At Massachusetts General Hospital, the ED’s acute psychiatric unit is undergoing a massive expansion. The current number of beds — six — is not nearly enough, explains Emergency Department Vice Chair Ali Raja, MD, MBA. One recent afternoon, for example, there were 14 psychiatric patients waiting in the ED. Once the project is completed, the unit will have 20 beds.
In the meantime, staff set patients up in recliners rather than gurneys or hard chairs. It’s important to provide psychiatric patients with various forms of comfort, Raja explains, because they may become more agitated if the environment is too frenetic.
“In the emergency department itself we can try to make the time period when they’re with us more comfortable and pleasant,” he says. “We now give them three meals a day with the understanding that these patients may be here for three days.”
Often, mental health patients need extensive attention and monitoring as well.
“There’s a very real concern for self-harm,” Raja notes. “You can learn to hide razor blades in a cell phone. That didn’t happen once — that’s happened a handful of times.”

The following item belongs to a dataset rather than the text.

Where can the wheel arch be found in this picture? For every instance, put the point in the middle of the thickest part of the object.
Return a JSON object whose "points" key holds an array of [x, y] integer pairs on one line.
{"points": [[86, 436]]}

“You can control whether you can aggressively manage patients. You can control what you can do with a psych patient in the confines of the ED. What we can’t control is what happens outside the ED.”
American College of Emergency Physicians
At the University of California, Los Angeles, David Geffen School of Medicine’s emergency department, only two rooms are designed specifically for behavioral health patients, according to Greg Hendey, MD, chair of emergency medicine.
“If we’re well beyond our capacity, sometimes we have patients in hallways with individual sitters to sit with them,” Hendey says. Meanwhile, he notes, the hospital has hired a full-time case manager who is constantly on the phone with facilities trying to find beds for the waiting patients.
Solutions for the future
As the flood of mental health patients coming to the ED continues, teaching hospitals are taking steps to get patients the care they need.
At University of North Carolina Medical Center, the ED is providing a range of mental health emergency services to two small hospitals through telemedicine to help ease the load there.
“We provide patient consult, medication recommendations, follow-up care for as long as they are in the ED, and recommendations for disposition through telepsychiatry,” says Jane Brice, MD, MPH, professor and chair of emergency medicine at the University of North Carolina School of Medicine. UNC also is in discussion with five other hospitals about launching similar services.
Other academic medicine institutions are also providing various forms of telepsychiatry services. The University of Virginia Medical School, for example, partners with outpatient clinics to offer remote support for appointments that can help prevent patients coming to the ED.
Additionally, hospitals can connect patients with case managers and community health workers who may find needed services for them. For example, The George Washington University Hospital and MedStar Georgetown University Hospital connect patients to the ACT (Assertive Community Treatment) Program, a DC-based team of mental health professionals who help those with mental health issues who are under-insured or uninsured.
Other potential solutions include the creation of a “bed czar” responsible for keeping track of available beds or a shared directory that allows staff to see which facilities have room for patients.
Despite the problems associated with higher numbers of mental health patients in the ED, Sacchetti says there is a silver lining: It’s a sign that efforts to destigmatize mental illness are working.
“In general physicians are better educated about the presentations of mental health,” Sacchetti says. “The other part of it is there’s not as much stigma associated with it now. If you had a problem before, you hid it. You’re seeing more people coming in with it. They’re not running underground now.”